Embryogenic callus induction from immature zygotic embryos and genetic transformation of Larix kaempferi 3x Larix gmelinii 9.

To date, there are few reports of the successful genetic transformation of larch and other conifers, mainly because it is difficult to transform and integrate exogenous genes. In this study, hybrid larch Larix kaempferi 3x Larix gmelinii 9 cones were collected on June 27, July 1, July 4, July 7 and July 16, 2017. Embryogenic callus induction was studied using a combination of different plant growth regulators and concentrations.
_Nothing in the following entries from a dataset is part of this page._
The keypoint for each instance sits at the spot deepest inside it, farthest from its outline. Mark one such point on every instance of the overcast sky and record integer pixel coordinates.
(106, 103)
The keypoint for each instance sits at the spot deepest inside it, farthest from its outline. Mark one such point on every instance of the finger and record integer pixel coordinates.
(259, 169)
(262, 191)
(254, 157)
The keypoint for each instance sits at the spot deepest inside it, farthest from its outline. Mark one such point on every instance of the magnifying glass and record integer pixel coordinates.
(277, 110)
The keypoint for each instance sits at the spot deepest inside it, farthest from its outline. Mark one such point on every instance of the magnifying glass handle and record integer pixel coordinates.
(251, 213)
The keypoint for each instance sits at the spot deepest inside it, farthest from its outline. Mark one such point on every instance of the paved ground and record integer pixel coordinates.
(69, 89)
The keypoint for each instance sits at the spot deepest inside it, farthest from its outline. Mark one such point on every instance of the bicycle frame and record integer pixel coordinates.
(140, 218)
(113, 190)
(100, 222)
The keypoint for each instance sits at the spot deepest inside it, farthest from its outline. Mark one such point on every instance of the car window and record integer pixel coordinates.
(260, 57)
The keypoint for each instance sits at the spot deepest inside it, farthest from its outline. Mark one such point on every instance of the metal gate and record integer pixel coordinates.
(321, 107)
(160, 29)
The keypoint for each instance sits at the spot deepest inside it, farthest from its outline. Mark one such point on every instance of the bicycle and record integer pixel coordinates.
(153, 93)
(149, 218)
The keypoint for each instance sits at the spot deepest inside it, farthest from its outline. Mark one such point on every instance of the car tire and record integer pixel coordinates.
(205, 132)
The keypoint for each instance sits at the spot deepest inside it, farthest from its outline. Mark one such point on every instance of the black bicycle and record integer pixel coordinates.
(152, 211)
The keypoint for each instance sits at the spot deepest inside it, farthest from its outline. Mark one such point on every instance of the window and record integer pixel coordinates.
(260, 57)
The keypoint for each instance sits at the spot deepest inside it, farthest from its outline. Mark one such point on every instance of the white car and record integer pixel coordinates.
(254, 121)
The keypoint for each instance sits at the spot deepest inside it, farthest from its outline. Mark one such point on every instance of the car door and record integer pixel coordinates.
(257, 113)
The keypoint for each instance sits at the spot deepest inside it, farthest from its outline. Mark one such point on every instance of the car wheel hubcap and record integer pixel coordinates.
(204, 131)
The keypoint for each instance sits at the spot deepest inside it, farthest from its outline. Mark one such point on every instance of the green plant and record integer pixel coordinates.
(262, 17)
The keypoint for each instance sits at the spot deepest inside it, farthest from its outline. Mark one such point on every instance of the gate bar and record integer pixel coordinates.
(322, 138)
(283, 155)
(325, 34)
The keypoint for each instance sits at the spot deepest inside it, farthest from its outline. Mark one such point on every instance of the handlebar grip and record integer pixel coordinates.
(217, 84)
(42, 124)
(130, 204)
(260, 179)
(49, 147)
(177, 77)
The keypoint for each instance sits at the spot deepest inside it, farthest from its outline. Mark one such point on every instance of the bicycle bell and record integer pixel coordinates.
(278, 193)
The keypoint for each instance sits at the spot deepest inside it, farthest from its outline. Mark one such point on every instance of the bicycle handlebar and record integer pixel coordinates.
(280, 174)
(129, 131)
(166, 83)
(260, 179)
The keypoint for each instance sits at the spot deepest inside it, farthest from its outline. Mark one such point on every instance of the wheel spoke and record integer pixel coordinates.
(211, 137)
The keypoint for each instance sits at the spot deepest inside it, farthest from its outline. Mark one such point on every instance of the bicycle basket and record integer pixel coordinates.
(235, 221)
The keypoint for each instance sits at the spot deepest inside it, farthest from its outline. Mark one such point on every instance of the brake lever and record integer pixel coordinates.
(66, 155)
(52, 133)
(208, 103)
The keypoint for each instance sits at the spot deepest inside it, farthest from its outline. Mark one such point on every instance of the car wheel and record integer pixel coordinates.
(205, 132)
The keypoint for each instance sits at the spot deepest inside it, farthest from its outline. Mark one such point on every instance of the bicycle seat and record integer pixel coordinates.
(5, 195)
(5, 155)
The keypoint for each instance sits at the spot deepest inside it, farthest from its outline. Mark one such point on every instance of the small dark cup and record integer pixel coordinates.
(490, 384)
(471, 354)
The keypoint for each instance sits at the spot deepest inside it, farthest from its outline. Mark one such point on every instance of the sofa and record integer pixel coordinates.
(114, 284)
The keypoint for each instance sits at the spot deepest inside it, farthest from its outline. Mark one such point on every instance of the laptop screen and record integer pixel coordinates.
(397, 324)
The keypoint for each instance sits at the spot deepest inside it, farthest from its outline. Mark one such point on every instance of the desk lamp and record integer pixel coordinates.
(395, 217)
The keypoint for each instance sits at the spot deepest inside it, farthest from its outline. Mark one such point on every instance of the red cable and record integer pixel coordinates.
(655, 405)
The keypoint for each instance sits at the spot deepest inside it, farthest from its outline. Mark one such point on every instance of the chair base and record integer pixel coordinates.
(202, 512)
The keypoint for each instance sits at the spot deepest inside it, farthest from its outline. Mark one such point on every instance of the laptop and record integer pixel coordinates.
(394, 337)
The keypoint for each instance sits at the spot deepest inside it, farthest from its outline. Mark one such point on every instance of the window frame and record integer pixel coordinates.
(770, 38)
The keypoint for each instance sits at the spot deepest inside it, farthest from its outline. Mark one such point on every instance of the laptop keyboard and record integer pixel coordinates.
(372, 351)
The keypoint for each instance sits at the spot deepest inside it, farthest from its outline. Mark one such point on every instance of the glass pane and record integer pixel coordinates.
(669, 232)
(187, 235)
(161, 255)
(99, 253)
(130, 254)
The results showed that July 1 was the best stage; the highest induction rate was 10.83%, which cultured in BM medium (Button medium, which formula was listed in S1 Table) with 1.0 mg/L 2,4-D (2,4-dichlorophenoxyacetic acid) and 0.2 mg/L KT(kinetin). When cultured on a proliferation medium for 12 days, proliferation was the fastest, reaching 323.08%, which could also maintain the freshness and vitality. The suitable pre-culture medium for somatic embryogenesis was 1/4 BM medium containing 10 g/L inositol and 60 g/L sucrose. The combination of 45 mg/L ABA (abscisic acid) and 75 g/L PEG4000 (Polyethyene glycol 4000) could promote the number of somatic embryos, and reached the maximum, 210 140 per 1 g FW. The genetic transformation was carried out by the Agrobacterium-mediated transformation method with embryogenic callus cultured for 12 days. The results showed the optimal OD600 of the infection solution(suspension of A. tumefaciens) was 0.5, co-culture time was 2 days, and screening concentration of Hyg (hygromycin B) was 4 mg/L. In this study, the transformation rate of resistance callus was 32.1%. It provides a reference for low genetic transformation efficiency of larch at present. This study could be beneficial for the innovation and breeding of larch by genetic engineering and provides a certain basis for rapid propagation of excellent larch germplasm resources and genetic engineering breeding of larch and other conifers.